Brasil: Operadoras propõem acordo fiscal retroativo para evitar aumento de 24%

As empresas de apostas do Brasil estão pressionando o Congresso por uma alternativa ao plano do governo de dobrar sua alíquota de 12% para 24%, propondo, em vez disso, pagar impostos retroativos sobre operações anteriores.
A medida, que faz parte de um esforço do ministro das Finanças Fernando Haddad e do governo para aumentar as receitas fiscais do país após a recente expansão das isenções de imposto de renda para trabalhadores que ganham até BR5.000 ($930) por mês.

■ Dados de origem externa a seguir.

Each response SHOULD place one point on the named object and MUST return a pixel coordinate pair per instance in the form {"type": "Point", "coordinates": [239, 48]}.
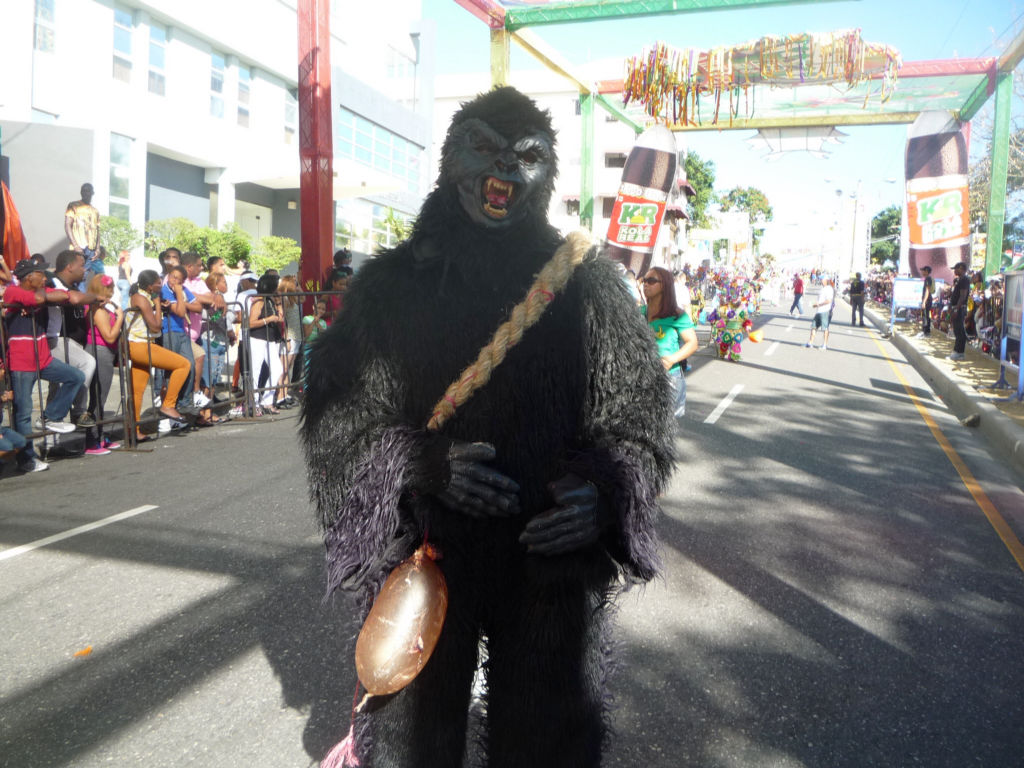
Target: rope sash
{"type": "Point", "coordinates": [549, 282]}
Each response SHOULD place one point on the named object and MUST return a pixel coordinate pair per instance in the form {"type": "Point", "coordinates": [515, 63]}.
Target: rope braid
{"type": "Point", "coordinates": [549, 282]}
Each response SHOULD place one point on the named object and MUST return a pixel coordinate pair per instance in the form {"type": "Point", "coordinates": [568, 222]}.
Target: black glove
{"type": "Point", "coordinates": [454, 472]}
{"type": "Point", "coordinates": [578, 521]}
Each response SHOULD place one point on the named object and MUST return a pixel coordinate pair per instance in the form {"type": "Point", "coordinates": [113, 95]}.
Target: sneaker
{"type": "Point", "coordinates": [59, 427]}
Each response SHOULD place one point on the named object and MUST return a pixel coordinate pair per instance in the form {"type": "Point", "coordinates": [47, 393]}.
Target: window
{"type": "Point", "coordinates": [120, 175]}
{"type": "Point", "coordinates": [376, 146]}
{"type": "Point", "coordinates": [216, 85]}
{"type": "Point", "coordinates": [158, 56]}
{"type": "Point", "coordinates": [245, 78]}
{"type": "Point", "coordinates": [291, 116]}
{"type": "Point", "coordinates": [122, 45]}
{"type": "Point", "coordinates": [45, 30]}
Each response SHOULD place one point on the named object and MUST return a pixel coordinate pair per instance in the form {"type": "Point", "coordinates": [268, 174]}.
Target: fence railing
{"type": "Point", "coordinates": [283, 355]}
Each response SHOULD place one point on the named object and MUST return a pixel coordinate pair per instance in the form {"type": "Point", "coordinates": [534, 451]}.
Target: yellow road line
{"type": "Point", "coordinates": [996, 520]}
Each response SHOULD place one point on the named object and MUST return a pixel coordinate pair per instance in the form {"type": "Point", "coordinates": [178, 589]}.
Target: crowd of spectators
{"type": "Point", "coordinates": [175, 332]}
{"type": "Point", "coordinates": [983, 320]}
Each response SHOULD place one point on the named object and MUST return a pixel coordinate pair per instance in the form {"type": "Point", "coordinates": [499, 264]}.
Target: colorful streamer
{"type": "Point", "coordinates": [670, 82]}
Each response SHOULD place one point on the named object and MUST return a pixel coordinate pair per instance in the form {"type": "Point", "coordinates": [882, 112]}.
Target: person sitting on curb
{"type": "Point", "coordinates": [822, 310]}
{"type": "Point", "coordinates": [29, 352]}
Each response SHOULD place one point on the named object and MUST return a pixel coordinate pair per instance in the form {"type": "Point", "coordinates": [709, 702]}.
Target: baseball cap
{"type": "Point", "coordinates": [25, 267]}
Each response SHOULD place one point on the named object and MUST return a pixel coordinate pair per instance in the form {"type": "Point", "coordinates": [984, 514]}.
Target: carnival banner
{"type": "Point", "coordinates": [1014, 303]}
{"type": "Point", "coordinates": [12, 245]}
{"type": "Point", "coordinates": [671, 82]}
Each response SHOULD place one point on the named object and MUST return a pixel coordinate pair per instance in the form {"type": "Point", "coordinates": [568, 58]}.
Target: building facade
{"type": "Point", "coordinates": [187, 109]}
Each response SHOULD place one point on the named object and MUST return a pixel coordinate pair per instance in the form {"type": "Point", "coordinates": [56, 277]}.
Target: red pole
{"type": "Point", "coordinates": [315, 142]}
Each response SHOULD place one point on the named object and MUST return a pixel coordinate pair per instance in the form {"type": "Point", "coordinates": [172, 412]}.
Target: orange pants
{"type": "Point", "coordinates": [174, 364]}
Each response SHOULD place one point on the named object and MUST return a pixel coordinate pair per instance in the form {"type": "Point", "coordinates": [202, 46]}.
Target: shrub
{"type": "Point", "coordinates": [117, 236]}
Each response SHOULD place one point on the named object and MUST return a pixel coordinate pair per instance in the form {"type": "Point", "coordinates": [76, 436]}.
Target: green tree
{"type": "Point", "coordinates": [179, 232]}
{"type": "Point", "coordinates": [886, 230]}
{"type": "Point", "coordinates": [700, 175]}
{"type": "Point", "coordinates": [117, 236]}
{"type": "Point", "coordinates": [232, 244]}
{"type": "Point", "coordinates": [397, 226]}
{"type": "Point", "coordinates": [754, 202]}
{"type": "Point", "coordinates": [980, 172]}
{"type": "Point", "coordinates": [272, 253]}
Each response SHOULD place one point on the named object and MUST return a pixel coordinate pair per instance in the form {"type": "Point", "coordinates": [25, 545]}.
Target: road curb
{"type": "Point", "coordinates": [1004, 435]}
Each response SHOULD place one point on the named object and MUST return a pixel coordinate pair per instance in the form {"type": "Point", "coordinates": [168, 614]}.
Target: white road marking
{"type": "Point", "coordinates": [726, 401]}
{"type": "Point", "coordinates": [15, 551]}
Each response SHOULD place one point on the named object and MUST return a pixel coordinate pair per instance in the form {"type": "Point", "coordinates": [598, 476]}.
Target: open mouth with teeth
{"type": "Point", "coordinates": [497, 197]}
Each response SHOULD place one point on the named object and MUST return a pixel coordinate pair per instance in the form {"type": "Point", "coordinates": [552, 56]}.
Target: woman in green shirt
{"type": "Point", "coordinates": [674, 331]}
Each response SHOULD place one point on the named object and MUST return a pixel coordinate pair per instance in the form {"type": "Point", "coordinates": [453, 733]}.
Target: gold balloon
{"type": "Point", "coordinates": [403, 626]}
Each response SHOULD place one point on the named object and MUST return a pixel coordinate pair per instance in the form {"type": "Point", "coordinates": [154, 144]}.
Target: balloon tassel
{"type": "Point", "coordinates": [343, 755]}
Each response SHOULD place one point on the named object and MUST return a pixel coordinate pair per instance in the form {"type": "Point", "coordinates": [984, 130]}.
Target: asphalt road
{"type": "Point", "coordinates": [833, 594]}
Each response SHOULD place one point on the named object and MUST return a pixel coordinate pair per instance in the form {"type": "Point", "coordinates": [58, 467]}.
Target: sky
{"type": "Point", "coordinates": [800, 186]}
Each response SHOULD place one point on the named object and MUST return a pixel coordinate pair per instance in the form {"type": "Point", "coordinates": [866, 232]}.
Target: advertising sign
{"type": "Point", "coordinates": [937, 212]}
{"type": "Point", "coordinates": [635, 221]}
{"type": "Point", "coordinates": [906, 292]}
{"type": "Point", "coordinates": [1014, 303]}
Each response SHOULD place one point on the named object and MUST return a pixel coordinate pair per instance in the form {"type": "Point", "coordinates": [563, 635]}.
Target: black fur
{"type": "Point", "coordinates": [583, 392]}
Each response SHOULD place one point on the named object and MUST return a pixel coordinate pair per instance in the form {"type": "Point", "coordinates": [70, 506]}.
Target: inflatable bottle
{"type": "Point", "coordinates": [639, 210]}
{"type": "Point", "coordinates": [937, 195]}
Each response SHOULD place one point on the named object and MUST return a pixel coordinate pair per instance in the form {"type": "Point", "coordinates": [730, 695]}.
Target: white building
{"type": "Point", "coordinates": [612, 141]}
{"type": "Point", "coordinates": [187, 108]}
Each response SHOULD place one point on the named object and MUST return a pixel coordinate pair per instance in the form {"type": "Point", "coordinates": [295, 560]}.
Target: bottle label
{"type": "Point", "coordinates": [635, 221]}
{"type": "Point", "coordinates": [937, 211]}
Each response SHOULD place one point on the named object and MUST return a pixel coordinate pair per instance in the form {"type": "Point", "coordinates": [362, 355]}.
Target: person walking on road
{"type": "Point", "coordinates": [857, 299]}
{"type": "Point", "coordinates": [957, 304]}
{"type": "Point", "coordinates": [927, 291]}
{"type": "Point", "coordinates": [822, 311]}
{"type": "Point", "coordinates": [673, 328]}
{"type": "Point", "coordinates": [798, 294]}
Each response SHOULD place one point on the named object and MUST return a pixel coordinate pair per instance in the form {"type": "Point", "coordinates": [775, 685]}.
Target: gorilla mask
{"type": "Point", "coordinates": [500, 157]}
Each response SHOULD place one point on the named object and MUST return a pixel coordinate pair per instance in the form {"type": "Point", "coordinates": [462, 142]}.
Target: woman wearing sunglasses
{"type": "Point", "coordinates": [674, 330]}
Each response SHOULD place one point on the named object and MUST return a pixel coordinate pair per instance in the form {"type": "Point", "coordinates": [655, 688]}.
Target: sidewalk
{"type": "Point", "coordinates": [965, 386]}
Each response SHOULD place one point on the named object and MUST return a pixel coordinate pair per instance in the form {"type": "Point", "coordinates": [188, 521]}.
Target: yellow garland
{"type": "Point", "coordinates": [668, 82]}
{"type": "Point", "coordinates": [549, 282]}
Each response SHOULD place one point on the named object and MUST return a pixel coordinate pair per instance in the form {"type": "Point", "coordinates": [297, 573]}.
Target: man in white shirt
{"type": "Point", "coordinates": [822, 312]}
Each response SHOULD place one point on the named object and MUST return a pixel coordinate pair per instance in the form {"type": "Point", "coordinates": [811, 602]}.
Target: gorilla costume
{"type": "Point", "coordinates": [540, 492]}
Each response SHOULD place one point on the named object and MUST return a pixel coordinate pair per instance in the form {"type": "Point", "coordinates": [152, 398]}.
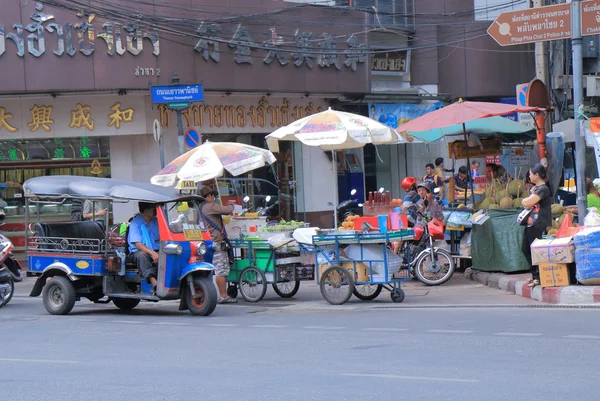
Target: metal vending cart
{"type": "Point", "coordinates": [257, 263]}
{"type": "Point", "coordinates": [361, 264]}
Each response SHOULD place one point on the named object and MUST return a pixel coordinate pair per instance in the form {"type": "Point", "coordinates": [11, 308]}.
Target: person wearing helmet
{"type": "Point", "coordinates": [427, 205]}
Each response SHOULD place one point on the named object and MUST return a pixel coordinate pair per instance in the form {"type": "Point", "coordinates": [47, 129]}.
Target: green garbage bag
{"type": "Point", "coordinates": [496, 244]}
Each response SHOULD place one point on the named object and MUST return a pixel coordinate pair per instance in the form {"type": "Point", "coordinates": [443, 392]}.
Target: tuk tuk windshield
{"type": "Point", "coordinates": [183, 216]}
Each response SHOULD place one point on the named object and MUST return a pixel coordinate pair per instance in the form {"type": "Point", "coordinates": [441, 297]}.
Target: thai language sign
{"type": "Point", "coordinates": [533, 25]}
{"type": "Point", "coordinates": [178, 93]}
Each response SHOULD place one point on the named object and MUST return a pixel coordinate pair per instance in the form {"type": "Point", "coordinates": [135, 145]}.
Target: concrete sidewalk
{"type": "Point", "coordinates": [517, 284]}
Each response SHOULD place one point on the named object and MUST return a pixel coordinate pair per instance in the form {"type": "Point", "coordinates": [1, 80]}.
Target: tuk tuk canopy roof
{"type": "Point", "coordinates": [64, 186]}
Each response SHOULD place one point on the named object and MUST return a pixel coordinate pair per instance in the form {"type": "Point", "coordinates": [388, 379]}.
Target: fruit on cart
{"type": "Point", "coordinates": [506, 202]}
{"type": "Point", "coordinates": [515, 187]}
{"type": "Point", "coordinates": [557, 210]}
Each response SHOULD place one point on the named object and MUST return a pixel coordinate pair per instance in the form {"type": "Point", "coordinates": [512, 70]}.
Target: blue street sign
{"type": "Point", "coordinates": [191, 138]}
{"type": "Point", "coordinates": [177, 93]}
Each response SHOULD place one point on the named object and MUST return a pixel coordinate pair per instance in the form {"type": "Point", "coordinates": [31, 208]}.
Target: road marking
{"type": "Point", "coordinates": [59, 361]}
{"type": "Point", "coordinates": [383, 329]}
{"type": "Point", "coordinates": [421, 378]}
{"type": "Point", "coordinates": [323, 327]}
{"type": "Point", "coordinates": [510, 333]}
{"type": "Point", "coordinates": [126, 321]}
{"type": "Point", "coordinates": [583, 337]}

As operadoras estão oferecendo o que descrevem como uma “solução única”: um pagamento retroativo de impostos cobrindo os últimos cinco anos de operações como compensação por um menor aumento da alíquota de longo prazo, supostamente limitado a 15%.
A proposta, que agora circula nas discussões do governo e do Congresso, pode gerar uma receita imediata estimada em BR12,5 bilhões, de acordo com dados compilados por uma empresa privada de análise que rastreia empresas de apostas que operam legalmente.
Embora o Ministério das Finanças ainda não tenha se pronunciado, a ideia de tributação retroativa está no radar do governo há algum tempo.
Esse não é um tópico recente, pois, no início deste ano, o secretário da Receita Federal, Robinson Barreirinhas, argumentou que as operadoras baseadas em jurisdições offshore, mas que operavam no Brasil antes da regulamentação, ainda tinham receita tributável e, portanto, devem impostos ao país.
“Porque, no passado, se eles tinham renda no Brasil, tinham volume de negócios e estavam de fato operando aqui, deviam impostos ao Brasil”, disse Barreirinhas na época.
Representantes do setor também reconhecem que a medida penalizaria operadores estabelecidos há muito tempo, mas a consideram um compromisso preferível à duplicação permanente de impostos.